It's evident from Reina's following posts that she interpreted Morita's replies in the same way as Aquileo had done previously:



> Quote:
> Originally Posted by *morita8* [URL]http://forum.wordreference.com/images/buttons/viewpost.gif[/URL]
> Como means "how"
> 
> ?????


 


> Quote:
> Originally Posted by *morita8* [URL]http://forum.wordreference.com/images/buttons/viewpost.gif[/URL]
> nope, here it doesnt
> 
> ????????????


 


> No sé lo que estás intentando hacer aquí!!! Quieres confundir alguien?


 


> Sí . . tienes razón . . Morita me está confundiendo MUCHO!


 

I reckon you've been a little hard on Morita, since all she was doing was trying to help. And, in fact, this has all been a great misunderstanding for, in the end you all agree on this subject! Just a piece of advice to all forum members: Try to read carefully whenever you get a reply. Usually posters are just trying to be helpful and doing their best. Due to language and cultural differences, we're all likely to misinterpret what someone says now and then. Also, try to always check previous and following posts to avoid overlooking simultaneous posts and misunderstandings of this sort.

That said, just a side comment: I'm just trying to help and promote understanding among forum members here. In no way is this post intended as harmful or offensive to anyone. If I have been wrong in my interpretation of the situation, I kindly ask you to let me know.

Cheers to all!

Mara.-


----------



## riglos

And ... one more thing.
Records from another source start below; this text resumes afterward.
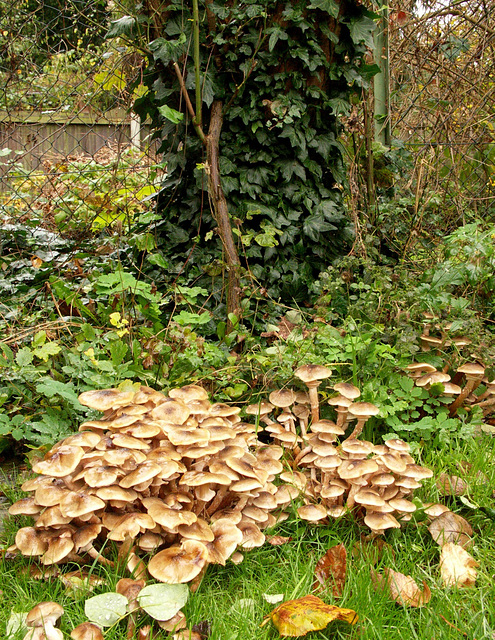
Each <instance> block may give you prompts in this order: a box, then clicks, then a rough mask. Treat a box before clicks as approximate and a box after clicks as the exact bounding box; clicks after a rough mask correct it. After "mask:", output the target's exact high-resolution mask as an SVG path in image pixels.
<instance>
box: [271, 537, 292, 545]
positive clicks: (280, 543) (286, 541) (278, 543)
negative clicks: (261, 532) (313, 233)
mask: <svg viewBox="0 0 495 640" xmlns="http://www.w3.org/2000/svg"><path fill="white" fill-rule="evenodd" d="M291 540H292V538H291V537H290V536H289V537H288V538H284V537H283V536H271V538H267V539H266V541H267V542H268V543H269V544H272V545H273V546H274V547H276V546H278V545H281V544H287V543H288V542H290V541H291Z"/></svg>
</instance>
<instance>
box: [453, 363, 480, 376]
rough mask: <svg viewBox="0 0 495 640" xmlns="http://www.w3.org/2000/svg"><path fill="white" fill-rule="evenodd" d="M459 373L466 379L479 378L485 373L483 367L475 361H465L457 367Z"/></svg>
mask: <svg viewBox="0 0 495 640" xmlns="http://www.w3.org/2000/svg"><path fill="white" fill-rule="evenodd" d="M457 371H458V372H459V373H463V374H464V375H465V376H466V378H467V379H468V380H470V379H471V380H481V379H482V378H483V376H484V375H485V367H483V366H482V365H480V364H478V363H477V362H467V363H466V364H463V365H462V366H461V367H459V368H458V369H457Z"/></svg>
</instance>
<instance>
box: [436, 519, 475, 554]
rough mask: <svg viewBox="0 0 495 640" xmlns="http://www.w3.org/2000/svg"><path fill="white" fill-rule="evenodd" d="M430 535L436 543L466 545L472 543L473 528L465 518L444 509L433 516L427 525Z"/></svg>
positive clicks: (442, 543) (441, 543) (468, 545)
mask: <svg viewBox="0 0 495 640" xmlns="http://www.w3.org/2000/svg"><path fill="white" fill-rule="evenodd" d="M428 531H429V532H430V533H431V537H432V538H433V540H435V542H436V543H437V544H439V545H440V546H443V545H444V544H446V543H447V542H454V543H455V544H460V545H461V547H468V546H469V545H471V544H472V540H471V536H472V535H473V529H472V528H471V525H470V524H469V522H468V521H467V520H465V519H464V518H463V517H462V516H459V515H457V513H452V512H451V511H446V512H445V513H442V515H440V516H438V518H435V519H434V520H433V522H432V523H431V524H430V526H429V527H428Z"/></svg>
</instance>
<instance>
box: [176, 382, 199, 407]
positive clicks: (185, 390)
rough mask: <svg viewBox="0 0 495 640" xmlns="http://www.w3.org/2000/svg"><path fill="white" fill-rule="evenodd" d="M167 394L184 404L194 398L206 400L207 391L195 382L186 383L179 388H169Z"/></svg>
mask: <svg viewBox="0 0 495 640" xmlns="http://www.w3.org/2000/svg"><path fill="white" fill-rule="evenodd" d="M168 395H169V396H170V397H171V398H173V399H174V400H177V399H178V400H182V402H184V403H185V404H189V402H192V401H194V400H208V392H207V391H206V390H205V389H203V387H200V386H199V385H197V384H187V385H186V386H185V387H181V388H180V389H170V391H169V392H168Z"/></svg>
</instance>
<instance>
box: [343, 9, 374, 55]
mask: <svg viewBox="0 0 495 640" xmlns="http://www.w3.org/2000/svg"><path fill="white" fill-rule="evenodd" d="M348 27H349V32H350V34H351V38H352V41H353V42H354V44H359V43H361V42H364V44H365V45H366V46H367V47H369V48H370V49H373V47H374V42H373V31H374V30H375V28H376V22H375V21H374V20H372V19H371V18H367V17H366V16H363V17H361V18H355V19H352V18H351V20H350V21H349V23H348Z"/></svg>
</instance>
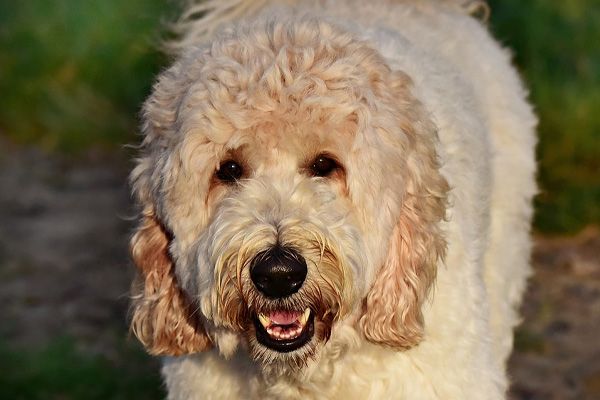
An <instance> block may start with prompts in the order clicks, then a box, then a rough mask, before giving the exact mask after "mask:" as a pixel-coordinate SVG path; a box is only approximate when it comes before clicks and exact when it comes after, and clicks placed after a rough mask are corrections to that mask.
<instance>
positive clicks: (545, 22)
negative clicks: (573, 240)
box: [489, 0, 600, 232]
mask: <svg viewBox="0 0 600 400" xmlns="http://www.w3.org/2000/svg"><path fill="white" fill-rule="evenodd" d="M489 4H490V6H491V9H492V15H491V20H490V25H491V28H492V30H493V31H494V32H495V34H496V37H498V38H499V39H500V40H501V41H502V42H503V43H505V44H507V45H508V46H509V47H510V48H511V49H513V51H514V54H515V61H516V63H517V65H518V66H519V67H520V69H521V71H522V73H523V76H524V78H525V81H526V83H527V85H528V86H529V88H530V90H531V101H532V102H533V104H534V105H535V107H536V111H537V113H538V115H539V118H540V124H539V129H538V132H539V138H540V141H539V146H538V159H539V183H540V194H539V196H538V197H537V199H536V217H535V227H536V228H537V229H538V230H540V231H542V232H574V231H576V230H579V229H581V228H583V227H584V226H585V225H587V224H592V223H593V224H599V223H600V2H598V1H597V0H564V1H555V0H527V1H522V0H490V1H489Z"/></svg>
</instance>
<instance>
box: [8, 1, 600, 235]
mask: <svg viewBox="0 0 600 400" xmlns="http://www.w3.org/2000/svg"><path fill="white" fill-rule="evenodd" d="M489 3H490V6H491V9H492V14H491V19H490V27H491V29H492V30H493V31H494V33H495V34H496V36H497V37H498V38H499V39H500V40H501V42H503V43H504V44H506V45H507V46H509V47H510V48H512V49H513V50H514V54H515V61H516V63H517V64H518V66H519V68H520V69H521V71H522V74H523V76H524V78H525V80H526V82H527V85H528V86H529V87H530V89H531V100H532V102H533V103H534V104H535V106H536V109H537V112H538V114H539V116H540V125H539V135H540V144H539V148H538V158H539V161H540V170H539V181H540V187H541V193H540V195H539V196H538V198H537V200H536V208H537V213H536V219H535V227H536V228H537V229H538V230H540V231H543V232H573V231H576V230H578V229H581V228H582V227H583V226H585V225H587V224H590V223H596V224H598V223H600V3H599V2H598V1H597V0H568V1H567V0H565V1H555V0H528V1H522V0H490V1H489ZM175 4H176V2H173V1H168V0H130V1H126V2H122V1H118V0H86V1H79V0H29V1H20V2H17V1H9V2H0V60H2V61H1V64H0V93H2V96H1V99H0V102H1V107H0V134H3V135H6V136H8V137H10V138H12V139H13V140H14V141H17V142H20V143H35V144H37V145H39V146H41V147H43V148H44V149H47V150H49V151H60V152H80V151H82V149H87V148H89V147H90V146H104V147H115V146H118V145H121V144H123V143H131V142H134V141H136V140H137V139H136V136H135V132H136V124H137V113H138V110H139V107H140V104H141V103H142V101H143V99H144V98H145V97H146V96H147V95H148V93H149V90H150V87H151V84H152V82H153V77H154V76H155V74H156V73H157V72H158V71H159V70H160V69H161V68H162V67H163V66H164V65H166V59H165V57H164V56H161V54H160V53H159V51H158V50H157V48H156V44H157V43H159V40H160V38H163V37H164V34H165V32H164V29H163V28H164V25H163V24H162V23H161V21H164V20H172V19H173V17H174V16H175V15H176V14H177V10H176V8H175Z"/></svg>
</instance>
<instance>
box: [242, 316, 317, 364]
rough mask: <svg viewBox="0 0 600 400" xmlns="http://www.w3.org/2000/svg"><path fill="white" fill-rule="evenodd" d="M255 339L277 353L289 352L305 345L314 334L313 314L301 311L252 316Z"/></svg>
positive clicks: (314, 327)
mask: <svg viewBox="0 0 600 400" xmlns="http://www.w3.org/2000/svg"><path fill="white" fill-rule="evenodd" d="M253 323H254V328H255V335H256V341H257V343H258V344H259V345H261V346H264V347H266V348H267V349H269V350H273V351H276V352H279V353H290V352H293V351H296V350H299V349H301V348H302V347H304V346H306V345H307V344H308V343H309V342H310V341H311V339H312V338H313V336H314V333H315V325H314V315H313V313H312V312H311V311H310V309H309V308H307V309H306V310H304V311H302V312H285V313H283V312H271V313H264V314H263V313H261V314H257V315H255V316H254V317H253Z"/></svg>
Reina said:



> "Como" does mean how in this case I agree, but stressed.
> 
> Yo no sé como decir . . . . I don't know how to say I agree.
> 
> Como y Cómo ---they are different . . only because the first is in a declarative statement and the latter is interrogative. Mmmm... not quite so.


 
In fact, in this case "cómo" should be stressed. Even if it is in a declarative statement, it is still an interrogative adverb, thus carrying stress. This "cómo" is different from the one found in:

"Como que no vengas, te mato."

or

"La laguna como cristal espejado." (Comparison)

In all the following examples, "cómo" should be stressed:

"¿Cómo te fue en el examen?"
"¡Cómo llueve!"
"No sabemos cómo seguir adelante."

Cheers!

Mara.-


----------



## Aquileo

Wow!  Thank you very much for that explanation, riglos (or Mara?).  I _did _interpret all that just exactly as you said, and I didn't know that Morita was agreeing with me until you pointed that out.  It's amazing how big misunderstandings come out of one little misinterpretation.  Not that this is a big misunderstanding, but it did go pretty far.  Sorry for the confusion!  I'll try to read more carefully next time, but I'm not sure that would've done anything in this case since my gut feeling was to interpret Morita's message the way I did.

That post by riglos was so enlightening!


----------



## Reina140

I reckon you've been a little hard on Morita, since all she was doing was trying to help. And, in fact, this has all been a great misunderstanding for, in the end you all agree on this subject! Just a piece of advice to all forum members: Try to read carefully whenever you get a reply. Usually posters are just trying to be helpful and doing their best. Due to language and cultural differences, we're all likely to misinterpret what someone says now and then. Also, try to always check previous and following posts to avoid overlooking simultaneous posts and misunderstandings of this sort.

I don't believe simply saying that someone has confused me qualifies as being hard on them. I was simply confused as to why the posts seemed to contradict each other. Timing is a lot with these posts and can definitely cause confusion. I was not trying to "be hard on" or offend anyone in any way . . . simply trying to figure out Morita's intentions in her posts. I reread over them and it is confusing and it was late, so maybe we were all a little too sleepy !!!!


----------



## morita8

Haha, thanks for the message Mara, yeah, it's true, I think everyone was a little confused yesterday, but now I understood what was the problem, well...have a nice day!

Bye


----------



## Alphadan

I see you guys hate lurking, but that's not a good reason for you to start spamming like billy-o... I mean there have been 1-word replies which were completely daft , and that's rather pointless. Cut the crap... will you?


----------



## riglos

Alphadan said:


> I see you guys hate lurking, but that's not a good reason for you to start spamming like billy-o... I mean there have been 1-word replies which were completely daft , and that's rather pointless. Cut the crap... will you?


 
Mmmm... I'm afraid I don't quite see what you're getting at, Alphadan. Could you explain what you mean, please?

Thanks,

Mara.-


----------



## Alphadan

ummm, tell me what your failing to grasp and ill be more then willing to help you.


----------



## riglos

Well, I was just wondering who you were referring to when you posted your message, or at least to which post. 

Thanks, 

Mara.-


----------



## Alphadan

Well, if you scroll up a tiddly bit youll notice some guys have submitted rather pointless replies in which they have only written things to let us all know they got startled or something like that... We are not dim-witted, whats the point in boosting your post count yo guyz ?


----------



## riglos

Well, honestly, Alphadan, I don't see you're doing any different than what you're criticizing here.


----------



## Alphadan

So are you?


----------



## riglos

Sorry, was it me the one who criticized that? I must have missed it....


----------



## aloha-ya'll

Hi all! Amazing how one (I thought) rather simple question turns into a 3 page long forum! It was like watching a tennis match. hehe 
No offense meant to anyone, I just thought it was cool.  

And thank you, those who helped me out on my original question. My teacher really liked it that I went the extra mile to ask for help on here. 

Thanks Again!  
Adios!


----------